Dropped Personal Pronoun Recovery in Chinese SMSJuly 2016
Topics: Computing Methodologies, Social and Behavioral Sciences
In written Chinese, personal pronouns are commonly dropped when they can be inferred from context. This practice is particularly common in informal genres like Short Message Service (SMS) messages sent via cell phones. Restoring dropped personal pronouns can be a useful preprocessing step for information extraction. Dropped personal pronoun recovery can be divided into two subtasks: (1) detecting dropped personal pronoun slots and (2) determining the identity of the pronoun for each slot. We address a simpler version of restoring dropped personal pronouns wherein only the person numbers are identified. After applying a word segmenter, we used a linear-chain conditional random field (CRF) to predict which words were at the start of an independent clause. Then, using the independent clause start information, as well as lexical and syntactic information, we applied a CRF or a maximum-entropy classifier to predict whether a dropped personal pronoun immediately preceded each word and, if so, the person number of the dropped pronoun.
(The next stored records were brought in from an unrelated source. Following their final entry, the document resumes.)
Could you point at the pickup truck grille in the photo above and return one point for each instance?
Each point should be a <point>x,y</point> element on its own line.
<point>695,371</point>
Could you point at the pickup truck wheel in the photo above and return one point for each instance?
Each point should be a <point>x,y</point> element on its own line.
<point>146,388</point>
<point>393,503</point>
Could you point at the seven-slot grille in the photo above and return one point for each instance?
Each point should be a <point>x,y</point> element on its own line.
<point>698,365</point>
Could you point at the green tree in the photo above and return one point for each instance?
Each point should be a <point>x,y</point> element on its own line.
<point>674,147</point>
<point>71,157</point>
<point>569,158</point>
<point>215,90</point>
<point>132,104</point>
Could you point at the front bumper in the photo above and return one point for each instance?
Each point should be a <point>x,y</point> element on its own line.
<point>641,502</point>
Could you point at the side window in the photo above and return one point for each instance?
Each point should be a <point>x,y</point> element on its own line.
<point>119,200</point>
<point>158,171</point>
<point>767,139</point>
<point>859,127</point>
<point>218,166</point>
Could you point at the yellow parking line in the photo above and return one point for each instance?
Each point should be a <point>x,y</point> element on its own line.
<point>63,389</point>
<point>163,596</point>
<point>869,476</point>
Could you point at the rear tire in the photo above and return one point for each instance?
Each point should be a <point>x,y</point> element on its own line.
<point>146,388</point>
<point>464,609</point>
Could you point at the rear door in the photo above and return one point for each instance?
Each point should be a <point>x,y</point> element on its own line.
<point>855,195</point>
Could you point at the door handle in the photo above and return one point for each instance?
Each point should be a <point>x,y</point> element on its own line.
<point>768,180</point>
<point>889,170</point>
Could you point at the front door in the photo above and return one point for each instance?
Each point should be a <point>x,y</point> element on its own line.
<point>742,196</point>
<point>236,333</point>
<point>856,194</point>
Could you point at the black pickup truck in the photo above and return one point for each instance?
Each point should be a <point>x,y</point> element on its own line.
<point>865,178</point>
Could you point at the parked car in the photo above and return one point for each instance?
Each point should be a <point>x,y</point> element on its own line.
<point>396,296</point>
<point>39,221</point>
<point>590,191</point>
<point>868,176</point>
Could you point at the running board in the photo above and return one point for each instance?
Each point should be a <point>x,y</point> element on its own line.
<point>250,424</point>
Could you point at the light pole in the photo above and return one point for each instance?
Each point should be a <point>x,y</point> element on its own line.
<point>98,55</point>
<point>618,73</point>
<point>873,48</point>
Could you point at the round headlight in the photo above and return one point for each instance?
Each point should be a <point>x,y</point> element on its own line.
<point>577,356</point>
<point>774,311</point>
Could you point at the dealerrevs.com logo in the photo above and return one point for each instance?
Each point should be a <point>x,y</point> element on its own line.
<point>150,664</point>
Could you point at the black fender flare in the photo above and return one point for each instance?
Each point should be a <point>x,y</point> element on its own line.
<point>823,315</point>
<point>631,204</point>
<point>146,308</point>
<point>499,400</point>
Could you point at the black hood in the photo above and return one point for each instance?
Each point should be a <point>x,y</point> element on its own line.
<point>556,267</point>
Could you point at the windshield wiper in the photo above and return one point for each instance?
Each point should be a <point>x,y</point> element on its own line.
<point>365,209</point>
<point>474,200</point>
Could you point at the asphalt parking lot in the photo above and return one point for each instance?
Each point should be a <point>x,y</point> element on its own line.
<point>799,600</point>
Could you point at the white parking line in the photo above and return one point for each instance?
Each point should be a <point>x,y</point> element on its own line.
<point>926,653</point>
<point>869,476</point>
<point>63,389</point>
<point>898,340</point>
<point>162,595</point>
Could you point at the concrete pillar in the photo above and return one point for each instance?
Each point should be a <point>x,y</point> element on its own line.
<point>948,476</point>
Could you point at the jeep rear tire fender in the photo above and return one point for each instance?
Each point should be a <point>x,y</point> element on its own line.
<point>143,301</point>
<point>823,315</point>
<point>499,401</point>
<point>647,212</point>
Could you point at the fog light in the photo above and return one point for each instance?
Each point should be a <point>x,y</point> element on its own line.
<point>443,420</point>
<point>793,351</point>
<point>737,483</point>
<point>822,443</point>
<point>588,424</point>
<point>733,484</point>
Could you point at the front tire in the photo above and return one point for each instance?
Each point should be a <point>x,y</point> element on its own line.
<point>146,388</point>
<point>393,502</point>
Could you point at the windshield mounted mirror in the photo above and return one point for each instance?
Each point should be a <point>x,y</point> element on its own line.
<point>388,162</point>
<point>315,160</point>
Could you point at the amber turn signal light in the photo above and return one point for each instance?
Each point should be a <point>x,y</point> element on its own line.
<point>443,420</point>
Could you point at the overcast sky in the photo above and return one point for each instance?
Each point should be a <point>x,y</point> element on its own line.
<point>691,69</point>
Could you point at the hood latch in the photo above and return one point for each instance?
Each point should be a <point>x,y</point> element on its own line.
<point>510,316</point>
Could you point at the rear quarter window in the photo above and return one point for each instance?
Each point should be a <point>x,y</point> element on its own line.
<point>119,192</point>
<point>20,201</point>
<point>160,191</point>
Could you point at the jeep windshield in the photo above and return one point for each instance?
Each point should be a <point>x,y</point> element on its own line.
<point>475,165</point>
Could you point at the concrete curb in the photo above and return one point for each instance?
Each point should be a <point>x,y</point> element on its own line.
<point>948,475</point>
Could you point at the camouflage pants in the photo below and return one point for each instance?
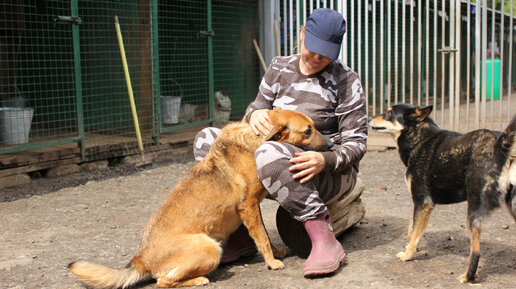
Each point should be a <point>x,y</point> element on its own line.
<point>302,201</point>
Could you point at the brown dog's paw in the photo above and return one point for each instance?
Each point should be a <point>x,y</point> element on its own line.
<point>279,252</point>
<point>464,278</point>
<point>275,264</point>
<point>405,256</point>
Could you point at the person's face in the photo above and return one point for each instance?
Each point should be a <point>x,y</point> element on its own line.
<point>311,62</point>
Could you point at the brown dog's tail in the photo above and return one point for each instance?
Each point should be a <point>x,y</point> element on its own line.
<point>106,277</point>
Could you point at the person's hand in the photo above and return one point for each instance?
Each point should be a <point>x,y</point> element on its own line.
<point>260,122</point>
<point>308,164</point>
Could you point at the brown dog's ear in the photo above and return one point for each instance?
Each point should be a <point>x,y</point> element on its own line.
<point>279,129</point>
<point>422,112</point>
<point>278,133</point>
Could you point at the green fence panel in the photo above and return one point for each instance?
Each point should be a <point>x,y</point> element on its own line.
<point>36,73</point>
<point>60,61</point>
<point>107,113</point>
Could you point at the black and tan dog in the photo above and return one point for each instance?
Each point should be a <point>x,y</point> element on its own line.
<point>180,244</point>
<point>445,167</point>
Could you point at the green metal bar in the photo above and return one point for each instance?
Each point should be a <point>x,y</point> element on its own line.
<point>78,78</point>
<point>156,79</point>
<point>210,64</point>
<point>39,145</point>
<point>186,125</point>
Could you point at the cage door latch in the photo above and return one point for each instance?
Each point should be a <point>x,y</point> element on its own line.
<point>206,33</point>
<point>68,20</point>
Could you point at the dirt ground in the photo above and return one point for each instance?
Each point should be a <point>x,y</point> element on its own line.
<point>49,224</point>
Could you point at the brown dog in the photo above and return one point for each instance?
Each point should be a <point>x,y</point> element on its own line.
<point>180,244</point>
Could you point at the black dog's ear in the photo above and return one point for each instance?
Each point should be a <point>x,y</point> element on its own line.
<point>421,112</point>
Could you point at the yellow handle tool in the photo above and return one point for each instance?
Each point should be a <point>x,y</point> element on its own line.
<point>129,86</point>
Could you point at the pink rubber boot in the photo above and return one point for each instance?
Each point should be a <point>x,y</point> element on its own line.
<point>327,253</point>
<point>238,245</point>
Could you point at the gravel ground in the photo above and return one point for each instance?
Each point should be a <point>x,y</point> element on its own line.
<point>45,226</point>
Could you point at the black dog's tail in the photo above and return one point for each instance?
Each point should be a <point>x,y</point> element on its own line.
<point>502,174</point>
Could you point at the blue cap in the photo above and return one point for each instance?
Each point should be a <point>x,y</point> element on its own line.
<point>324,30</point>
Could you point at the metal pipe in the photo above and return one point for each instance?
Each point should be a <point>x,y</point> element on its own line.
<point>352,36</point>
<point>436,8</point>
<point>403,50</point>
<point>427,53</point>
<point>493,41</point>
<point>458,47</point>
<point>396,41</point>
<point>389,53</point>
<point>292,29</point>
<point>419,50</point>
<point>510,68</point>
<point>359,38</point>
<point>451,88</point>
<point>374,57</point>
<point>468,61</point>
<point>443,68</point>
<point>382,76</point>
<point>478,35</point>
<point>411,51</point>
<point>484,69</point>
<point>502,14</point>
<point>366,50</point>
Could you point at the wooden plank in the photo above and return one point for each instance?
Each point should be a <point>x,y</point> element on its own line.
<point>38,166</point>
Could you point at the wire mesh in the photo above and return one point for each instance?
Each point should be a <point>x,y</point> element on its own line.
<point>37,71</point>
<point>61,62</point>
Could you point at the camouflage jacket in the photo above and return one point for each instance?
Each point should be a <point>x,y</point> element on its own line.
<point>333,98</point>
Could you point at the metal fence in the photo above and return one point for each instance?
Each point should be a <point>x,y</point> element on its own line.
<point>426,52</point>
<point>62,80</point>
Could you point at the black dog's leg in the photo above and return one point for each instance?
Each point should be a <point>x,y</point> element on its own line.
<point>418,224</point>
<point>423,207</point>
<point>510,200</point>
<point>474,254</point>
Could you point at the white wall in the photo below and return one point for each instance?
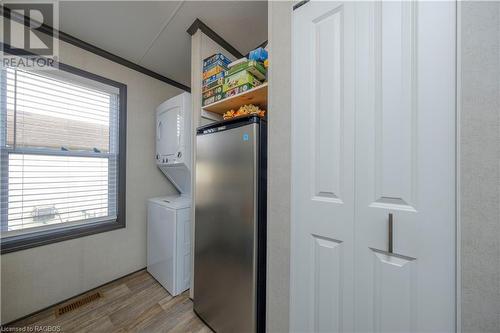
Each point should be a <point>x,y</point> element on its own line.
<point>36,278</point>
<point>279,160</point>
<point>480,165</point>
<point>202,47</point>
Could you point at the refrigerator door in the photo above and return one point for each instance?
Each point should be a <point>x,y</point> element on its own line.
<point>226,229</point>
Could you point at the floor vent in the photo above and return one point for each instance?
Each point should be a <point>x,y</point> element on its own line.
<point>78,303</point>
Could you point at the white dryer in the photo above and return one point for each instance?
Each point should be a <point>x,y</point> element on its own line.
<point>169,218</point>
<point>169,245</point>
We conducted a series of experiments using a manually annotated corpus of Chinese SMS messages. Our machine-learning–based approaches substantially outperformed a rule-based approach based partially on rules developed by Chung and Gildea in 2010. Features derived from parsing largely did not help our approaches. We conclude that the parse information is largely superfluous for identifying dropped personal pronouns if independent clause start information is available.